Это у меня после того как мы закладывали буры в ту скалу. Там был кварц, а в нем много хрусталя. Все кто в тоннеле работали надышались щелкой хрустальной пылью.
И поэтому все мы заболели. Доктор мне справку дал. Болезнь называется силикозис. От нее легкие покрываются струпьями и дышать нельзя.
От города мы живем далеко и ты ничего не слышала про Тома Прескотта и Хэнзи Мак Кулло, а они третьего дня померли. Я об этом узнал и сходил к доктору.
Доктор говорит у меня такая же болезнь как и у Тома Прескотта поэтому я и кашляю. Легкие у меня все в струпьях.
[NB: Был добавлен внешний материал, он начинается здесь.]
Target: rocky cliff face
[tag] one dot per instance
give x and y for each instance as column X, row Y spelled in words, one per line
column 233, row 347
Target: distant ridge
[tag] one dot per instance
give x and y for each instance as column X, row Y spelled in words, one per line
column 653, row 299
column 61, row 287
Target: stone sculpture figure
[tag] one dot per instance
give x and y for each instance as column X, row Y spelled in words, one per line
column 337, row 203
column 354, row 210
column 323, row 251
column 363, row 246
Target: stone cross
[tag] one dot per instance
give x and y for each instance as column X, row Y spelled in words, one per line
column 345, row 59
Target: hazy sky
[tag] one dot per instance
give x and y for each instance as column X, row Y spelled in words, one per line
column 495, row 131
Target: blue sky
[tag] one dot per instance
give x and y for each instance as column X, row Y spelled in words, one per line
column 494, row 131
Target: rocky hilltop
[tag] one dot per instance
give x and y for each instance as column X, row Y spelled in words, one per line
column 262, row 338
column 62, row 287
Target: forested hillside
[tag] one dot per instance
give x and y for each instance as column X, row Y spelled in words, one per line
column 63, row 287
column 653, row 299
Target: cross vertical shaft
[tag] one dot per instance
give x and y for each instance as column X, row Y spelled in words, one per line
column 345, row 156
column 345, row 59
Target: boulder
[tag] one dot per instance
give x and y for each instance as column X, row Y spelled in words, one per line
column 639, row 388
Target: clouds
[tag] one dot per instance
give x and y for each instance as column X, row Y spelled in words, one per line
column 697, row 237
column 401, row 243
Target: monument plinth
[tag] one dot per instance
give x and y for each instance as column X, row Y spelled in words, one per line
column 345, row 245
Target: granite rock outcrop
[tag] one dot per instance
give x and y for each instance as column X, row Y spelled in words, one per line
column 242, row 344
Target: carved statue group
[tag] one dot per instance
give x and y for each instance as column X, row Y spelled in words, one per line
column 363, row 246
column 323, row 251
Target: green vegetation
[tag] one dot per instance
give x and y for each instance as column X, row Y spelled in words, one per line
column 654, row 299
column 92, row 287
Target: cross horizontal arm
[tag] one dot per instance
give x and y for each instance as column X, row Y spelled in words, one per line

Из тех кто в тоннеле работал человек сто заболело. Вылечиться от этой болезни нельзя и доктор говорит если бы компания выдала нам маски и наладила вентиляцию ничего бы такого и не было.
Вот я и решил уйти потому что доктор говорит месяца через четыре мне помирать.
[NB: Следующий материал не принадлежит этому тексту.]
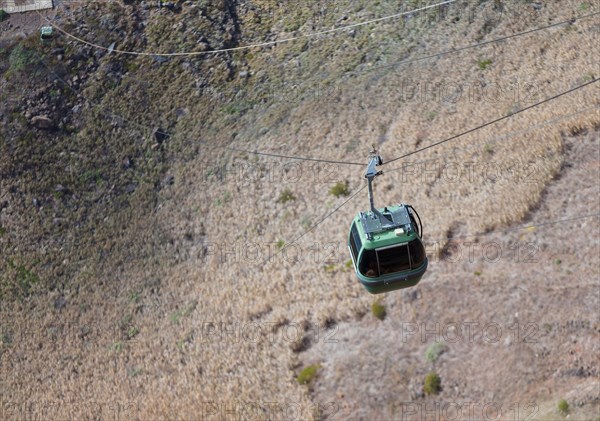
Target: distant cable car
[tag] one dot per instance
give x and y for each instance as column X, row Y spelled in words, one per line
column 45, row 33
column 385, row 244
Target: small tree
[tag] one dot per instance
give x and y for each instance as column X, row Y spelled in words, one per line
column 433, row 384
column 563, row 407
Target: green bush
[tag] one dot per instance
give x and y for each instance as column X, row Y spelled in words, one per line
column 340, row 189
column 434, row 351
column 563, row 407
column 433, row 384
column 484, row 64
column 308, row 374
column 378, row 310
column 286, row 196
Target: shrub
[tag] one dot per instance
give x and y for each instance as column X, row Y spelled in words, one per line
column 378, row 310
column 286, row 196
column 563, row 407
column 308, row 374
column 434, row 351
column 433, row 384
column 484, row 64
column 340, row 189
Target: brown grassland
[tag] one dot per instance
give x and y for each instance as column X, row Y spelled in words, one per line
column 133, row 272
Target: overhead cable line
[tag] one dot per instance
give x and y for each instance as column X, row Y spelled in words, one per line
column 583, row 85
column 245, row 47
column 300, row 158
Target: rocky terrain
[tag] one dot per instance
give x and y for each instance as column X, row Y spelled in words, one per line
column 135, row 230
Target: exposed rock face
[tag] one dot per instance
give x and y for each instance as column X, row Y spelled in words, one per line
column 42, row 122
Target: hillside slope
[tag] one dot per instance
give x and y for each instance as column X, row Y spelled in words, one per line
column 133, row 238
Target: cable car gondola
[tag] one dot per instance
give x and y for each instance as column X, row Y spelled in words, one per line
column 385, row 244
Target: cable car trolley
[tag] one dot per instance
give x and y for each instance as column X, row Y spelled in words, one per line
column 385, row 244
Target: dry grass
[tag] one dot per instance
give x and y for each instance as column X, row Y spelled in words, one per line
column 167, row 248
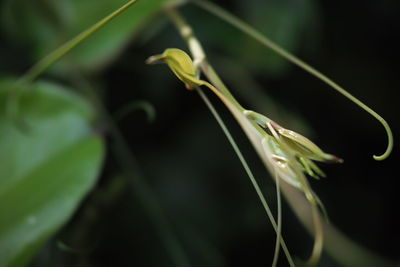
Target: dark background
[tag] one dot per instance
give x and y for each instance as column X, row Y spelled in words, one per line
column 190, row 168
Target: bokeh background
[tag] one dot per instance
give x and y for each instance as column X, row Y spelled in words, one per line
column 178, row 170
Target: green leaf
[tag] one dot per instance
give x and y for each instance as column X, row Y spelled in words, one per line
column 46, row 169
column 47, row 24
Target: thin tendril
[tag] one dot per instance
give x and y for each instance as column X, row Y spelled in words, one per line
column 248, row 171
column 279, row 230
column 246, row 28
column 319, row 237
column 54, row 56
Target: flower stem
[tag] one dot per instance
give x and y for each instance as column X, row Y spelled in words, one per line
column 257, row 35
column 54, row 56
column 276, row 225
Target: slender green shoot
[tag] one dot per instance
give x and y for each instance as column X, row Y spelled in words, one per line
column 276, row 226
column 257, row 35
column 279, row 219
column 54, row 56
column 136, row 105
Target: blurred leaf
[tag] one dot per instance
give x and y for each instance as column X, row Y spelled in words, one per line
column 45, row 170
column 46, row 24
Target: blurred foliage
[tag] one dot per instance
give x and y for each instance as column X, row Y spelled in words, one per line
column 183, row 156
column 46, row 167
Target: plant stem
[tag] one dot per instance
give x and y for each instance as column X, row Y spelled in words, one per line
column 275, row 225
column 249, row 30
column 200, row 58
column 54, row 56
column 279, row 216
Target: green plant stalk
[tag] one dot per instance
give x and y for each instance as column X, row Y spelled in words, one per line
column 232, row 104
column 279, row 219
column 249, row 30
column 144, row 193
column 336, row 243
column 54, row 56
column 276, row 225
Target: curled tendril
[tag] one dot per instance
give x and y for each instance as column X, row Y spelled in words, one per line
column 258, row 36
column 137, row 105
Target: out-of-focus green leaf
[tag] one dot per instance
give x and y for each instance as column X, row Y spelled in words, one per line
column 45, row 169
column 46, row 24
Может найду где-нибудь работу. Я буду посылать тебе все деньги пока смогу работать.
Я не хочу быть в семье обузой. Поэтому я и ушел.
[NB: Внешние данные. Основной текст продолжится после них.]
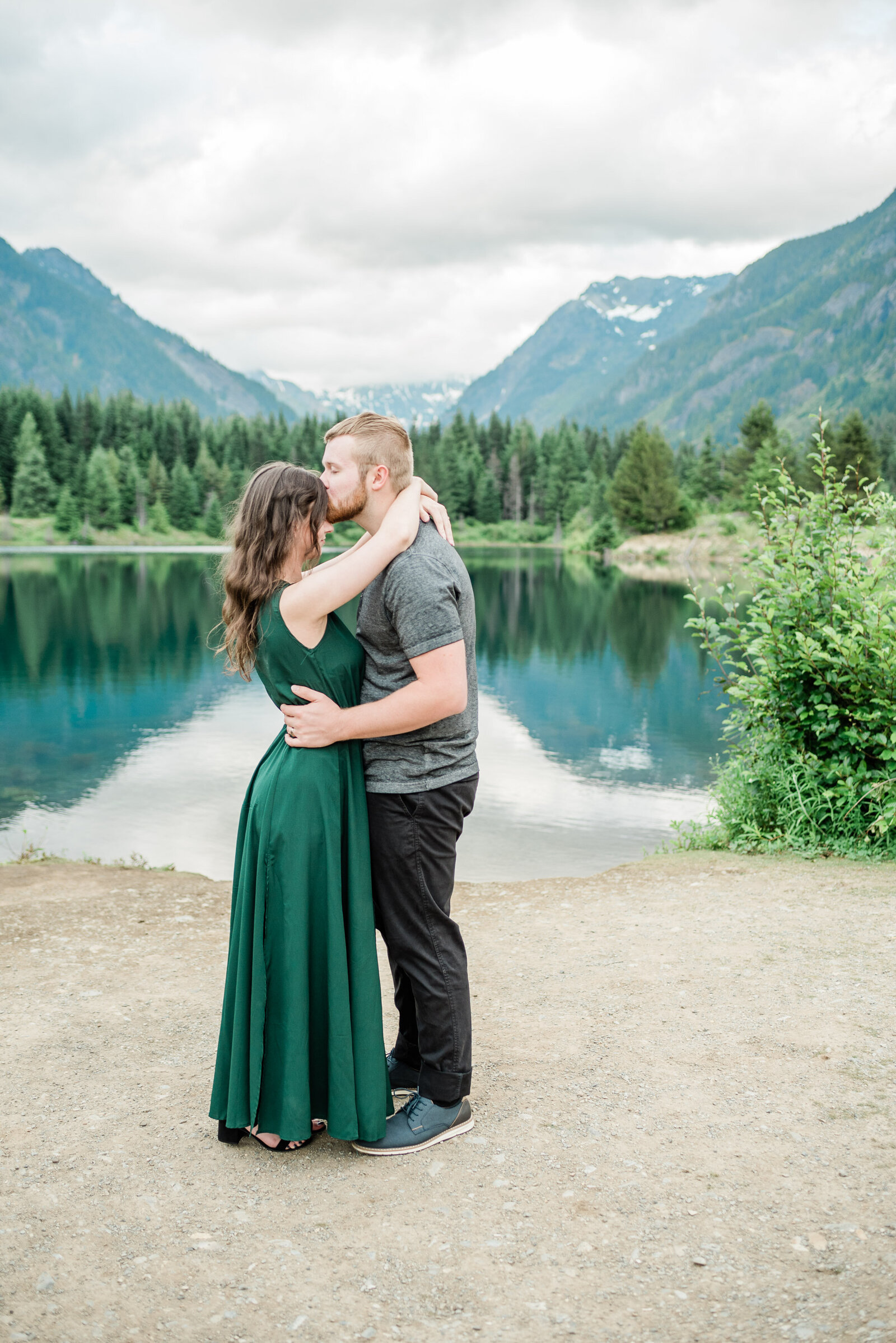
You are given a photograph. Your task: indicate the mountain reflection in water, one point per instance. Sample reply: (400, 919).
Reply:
(599, 712)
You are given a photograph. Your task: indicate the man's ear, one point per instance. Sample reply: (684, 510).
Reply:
(377, 477)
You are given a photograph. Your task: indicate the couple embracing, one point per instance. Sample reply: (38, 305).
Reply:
(353, 814)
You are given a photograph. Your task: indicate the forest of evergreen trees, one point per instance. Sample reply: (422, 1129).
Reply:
(101, 465)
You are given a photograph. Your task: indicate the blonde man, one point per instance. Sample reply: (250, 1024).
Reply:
(418, 719)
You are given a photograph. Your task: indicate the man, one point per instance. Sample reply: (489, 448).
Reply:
(418, 720)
Ты как перестанешь от меня весточки получать так перебирайся к бабушке в горы в Килни-Ран. Будешь там жить, а она позаботится о тебе и о малыше.
Ну будь здорова и пусть малыш растет подальше от шахт. Не пускай его работать в шахту.
Ты не обижайся что я ушел и не горюй. А когда малыш подрастет расскажи ему что компания со мной сделала.
Я думаю пройдет годок и ты подыскивай себе другого мужа. Ты ведь еще молодая.
Любящий тебя муж
Джек Питкет».
Я отдал ему письмо, и он прочел его. Читал он долго. Потом сложил листок и приколол к нижней рубашке. Лицо у него было приятное и доброе. – Спасибо, друг, – сказал он. Потом тихо добавил, чуть наклонив голову: – Уж очень мне горько, что так получилось. Жена у меня хорошая. – Он помолчал. Потом, словно разговаривая с самим собой, сказал так тихо, что я еле расслышал его слова: – Уж очень мне горько.
Я взглянул ему в лицо. Жизнь медленно покидала его глаза. Они запали и ушли глубоко внутрь, точно пламя свечи, которую уносят в темноту. Зрачки затянулись мутной пеленой. Я снова потерял его. Он ушел от меня в свое горькое мрачное уединение.
Вот и все. Мы сидели у стойки. Я чувствовал только немую боль, жалость и любовь, и холодную глубокую ненависть к тому, что убило его.
Потом он поднялся. Он ничего не сказал мне. Я тоже молчал. Я смотрел на его широкую спину в синей рабочей блузе. Он постоял в дверях и вышел на улицу, в темноту и дождь.